Dewey officials aim to streamline parking for visitors

Owners must license, clean up after dogs
April 16, 2021

Story Location:
105 Rodney Avenue
Dewey Beach  Delaware  19971
United States

With the summer season soon to begin, Dewey Beach officials want to ensure all visitors know town parking and dog regulations so they can avoid getting tickets.

The paid parking season runs from May 15 to Sept. 15 each year, Town Manager Bill Zolper said, and Dewey’s code enforcement officers are ready to answer the ins and outs of how and where to legally park.

“Our code enforcers are ambassadors for the town,” Zolper said. “We want people and families to come here and have a good time while at the same time understanding town rules and regulations.”

Parking and Code Enforcement Supervisor Merle Leonard said the town is upgrading the parking system currently used by code enforcement to integrate the purchase of virtual parking permits. 

In addition to buying permits through the ParkMobile app, Leonard said, users will be able to create an account in the new T2 system and purchase virtual permits online before they come to town for vacation. 

The car license plate becomes the permit, or users can opt for a hang tag for seasonal permits for now, she said.

“We want to make it as easy and convenient as possible,” Leonard said, adding the new contactless system will be up and running around the end of June. Hourly parking and one-day parking permits can be paid via ParkMobile or kiosk, she said.

ParkMobile will also have a new system, Leonard said. New signs throughout town will have the parking zone number listed. Visitors can scan a QR code on the sign and create a guest account, download the Parkmobile app or text a displayed phone number to pay to park. When entering their license plate number into ParkMobile, users must be sure to add the entire license plate number, including all letters and numbers, Leonard said. If users are unsure of the exact license plate number, they can check their car registration, she added. 

Free parking nights will continue from 5 to 11 p.m., Monday through Wednesday, Zolper said. Rehoboth Beach-Dewey Beach Chamber of Commerce will host Monday movies and Wednesday bonfires on the beach.

Parking lines will be painted on town streets in late April to early May, Zolper said. Town code allows for one 20-foot-wide driveway or two 10-foot-wide driveways in front of homes; the remaining frontage is public parking, he said. Cars parked illegally will be towed, and cars parked according to code will not be towed.

Also new this year, Zolper said, is that one designated parking space will be reserved at the end of each beachside street for lifeguards only from 10 a.m. to 5 p.m. Other vehicles parked there during those designated times will be towed, he said.

The fine for unauthorized parking in a handicapped space is $100. Depending on the offense, all other parking violations begin at $30 or $65, and fines rise incrementally if not paid after seven days, 20 and 30 days.

Dogs must be licensed in Dewey Beach

Dewey Beach is very proud to be a dog-friendly town, Zolper said, and it is one of the few beaches on the East Coast to allow dogs off the leash while under the control and watchful eye of their owners.
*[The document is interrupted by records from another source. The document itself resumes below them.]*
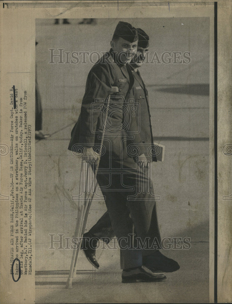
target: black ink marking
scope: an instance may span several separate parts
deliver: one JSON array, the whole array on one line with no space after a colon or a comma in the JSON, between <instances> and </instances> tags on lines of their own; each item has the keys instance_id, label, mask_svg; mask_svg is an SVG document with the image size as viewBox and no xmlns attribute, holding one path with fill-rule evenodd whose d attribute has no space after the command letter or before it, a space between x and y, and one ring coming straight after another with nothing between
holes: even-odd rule
<instances>
[{"instance_id":1,"label":"black ink marking","mask_svg":"<svg viewBox=\"0 0 232 304\"><path fill-rule=\"evenodd\" d=\"M15 87L13 86L13 91L14 93L14 109L16 109L16 100L15 99Z\"/></svg>"},{"instance_id":2,"label":"black ink marking","mask_svg":"<svg viewBox=\"0 0 232 304\"><path fill-rule=\"evenodd\" d=\"M17 280L15 280L15 278L14 276L14 265L16 261L19 261L19 277ZM20 278L21 277L21 268L20 268L20 261L17 258L16 258L13 261L12 266L11 266L11 275L12 276L12 278L14 282L18 282Z\"/></svg>"}]
</instances>

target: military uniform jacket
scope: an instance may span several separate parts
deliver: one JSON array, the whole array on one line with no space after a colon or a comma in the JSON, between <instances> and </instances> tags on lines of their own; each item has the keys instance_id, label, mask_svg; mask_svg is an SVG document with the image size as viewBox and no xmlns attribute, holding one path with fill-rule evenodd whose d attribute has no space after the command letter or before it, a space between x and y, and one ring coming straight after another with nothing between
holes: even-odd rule
<instances>
[{"instance_id":1,"label":"military uniform jacket","mask_svg":"<svg viewBox=\"0 0 232 304\"><path fill-rule=\"evenodd\" d=\"M105 112L104 103L110 94L103 143L106 154L112 159L127 158L128 145L142 141L138 130L138 109L133 107L133 101L128 102L134 77L128 64L117 64L114 58L111 49L89 73L80 115L71 133L69 150L76 150L78 145L94 147L101 142Z\"/></svg>"}]
</instances>

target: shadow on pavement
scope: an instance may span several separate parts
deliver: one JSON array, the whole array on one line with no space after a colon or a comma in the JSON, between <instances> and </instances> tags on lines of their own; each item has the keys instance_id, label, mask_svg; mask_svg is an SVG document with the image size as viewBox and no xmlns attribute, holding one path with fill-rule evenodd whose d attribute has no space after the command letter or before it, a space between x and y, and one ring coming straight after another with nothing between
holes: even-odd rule
<instances>
[{"instance_id":1,"label":"shadow on pavement","mask_svg":"<svg viewBox=\"0 0 232 304\"><path fill-rule=\"evenodd\" d=\"M196 83L192 85L166 85L155 90L178 94L188 94L207 96L210 95L209 84Z\"/></svg>"}]
</instances>

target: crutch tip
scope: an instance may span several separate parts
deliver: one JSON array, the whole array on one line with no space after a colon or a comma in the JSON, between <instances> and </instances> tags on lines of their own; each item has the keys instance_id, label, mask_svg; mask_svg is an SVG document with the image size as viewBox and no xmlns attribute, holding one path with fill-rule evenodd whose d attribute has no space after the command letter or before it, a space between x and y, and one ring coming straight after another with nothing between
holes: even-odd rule
<instances>
[{"instance_id":1,"label":"crutch tip","mask_svg":"<svg viewBox=\"0 0 232 304\"><path fill-rule=\"evenodd\" d=\"M67 282L66 283L66 286L65 286L66 288L72 288L72 280L70 279L70 278L69 278L67 281Z\"/></svg>"}]
</instances>

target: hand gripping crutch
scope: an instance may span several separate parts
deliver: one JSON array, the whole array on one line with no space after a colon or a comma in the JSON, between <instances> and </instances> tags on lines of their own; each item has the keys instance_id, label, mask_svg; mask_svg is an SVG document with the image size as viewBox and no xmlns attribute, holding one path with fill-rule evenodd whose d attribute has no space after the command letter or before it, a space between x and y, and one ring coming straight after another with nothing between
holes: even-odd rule
<instances>
[{"instance_id":1,"label":"hand gripping crutch","mask_svg":"<svg viewBox=\"0 0 232 304\"><path fill-rule=\"evenodd\" d=\"M102 132L102 135L101 137L100 145L100 151L102 150L103 145L103 139L105 132L106 119L109 110L110 98L111 95L110 94L106 99L106 109L105 111L105 119L104 120L104 121L103 132ZM88 215L89 214L89 212L90 208L90 206L91 205L92 200L93 199L94 193L96 191L97 185L97 174L98 171L100 161L100 157L99 156L97 157L96 161L96 169L95 170L94 174L89 163L86 162L85 163L86 165L85 168L83 168L82 166L81 170L82 170L83 169L84 170L85 170L85 172L86 173L86 178L85 180L85 182L87 181L87 180L89 179L90 176L91 176L93 177L93 178L91 179L91 182L90 186L90 187L93 189L93 191L91 192L90 191L87 192L86 191L85 192L84 205L82 205L80 206L80 198L78 200L77 216L77 223L74 236L74 237L77 240L80 240L81 239L81 238L82 237L85 230L85 227L86 226L86 223L88 218ZM84 162L84 164L85 162ZM86 168L86 167L87 168ZM88 184L88 182L87 183L87 185ZM72 288L73 278L76 276L76 269L77 261L81 244L79 244L79 246L78 246L78 244L77 242L76 245L77 248L75 248L73 249L73 255L72 258L71 266L70 266L70 269L69 271L69 274L66 286L66 288Z\"/></svg>"}]
</instances>

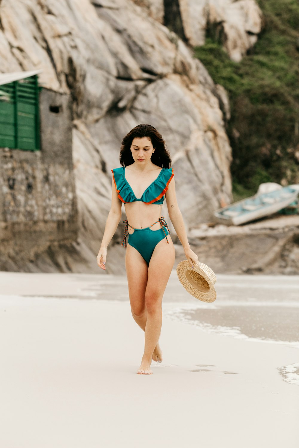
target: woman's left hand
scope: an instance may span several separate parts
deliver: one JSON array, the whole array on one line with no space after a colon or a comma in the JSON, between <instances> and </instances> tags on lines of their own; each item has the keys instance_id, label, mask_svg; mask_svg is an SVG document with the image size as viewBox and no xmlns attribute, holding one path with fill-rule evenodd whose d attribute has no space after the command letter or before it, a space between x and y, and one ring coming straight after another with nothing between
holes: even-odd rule
<instances>
[{"instance_id":1,"label":"woman's left hand","mask_svg":"<svg viewBox=\"0 0 299 448\"><path fill-rule=\"evenodd\" d=\"M191 267L194 267L194 263L199 263L198 257L191 249L187 249L186 250L185 250L185 254Z\"/></svg>"}]
</instances>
From May 15 through Sept. 15, dogs are allowed on the beach before 9:30 a.m. and after 5:30 p.m. From Sept. 16 through May 14, dogs are allowed on the beach anytime from 5:30 a.m. to 1 a.m.

This year, Zolper said, code enforcers will drive a Gator on the beach to check that dogs are licensed. Dog owners will be informed about the need for a license, which can be purchased at the kiosk or town hall. 

Three-day dog licenses are $5, eight-day licenses are $10 and lifetime permits are $35. Soon, code enforcers will have readers on their phone, allowing them to sell licenses right on the beach; if owners don’t have their wallets, they can use Apple Pay or Google Pay, Leonard said. Dog owners can present their email receipt at town hall to pick up a tag; lifetime permits can also be mailed, she said. 

The town supplies free waste bags at the end of each street, Zolper said, and beach ambassadors will also have them on hand. Owners will be fined for not picking up after their dogs, he said. The fine for the first offense is $95, and $200 for each subsequent offense. 

The amount of dog waste left on the beach seems to have doubled, Zolper said, and burying it doesn’t clean it up; children find it when they dig and play in the sand.

“We really want people to clean up after their dogs, and we will be enforcing it on the beach,” Zolper said.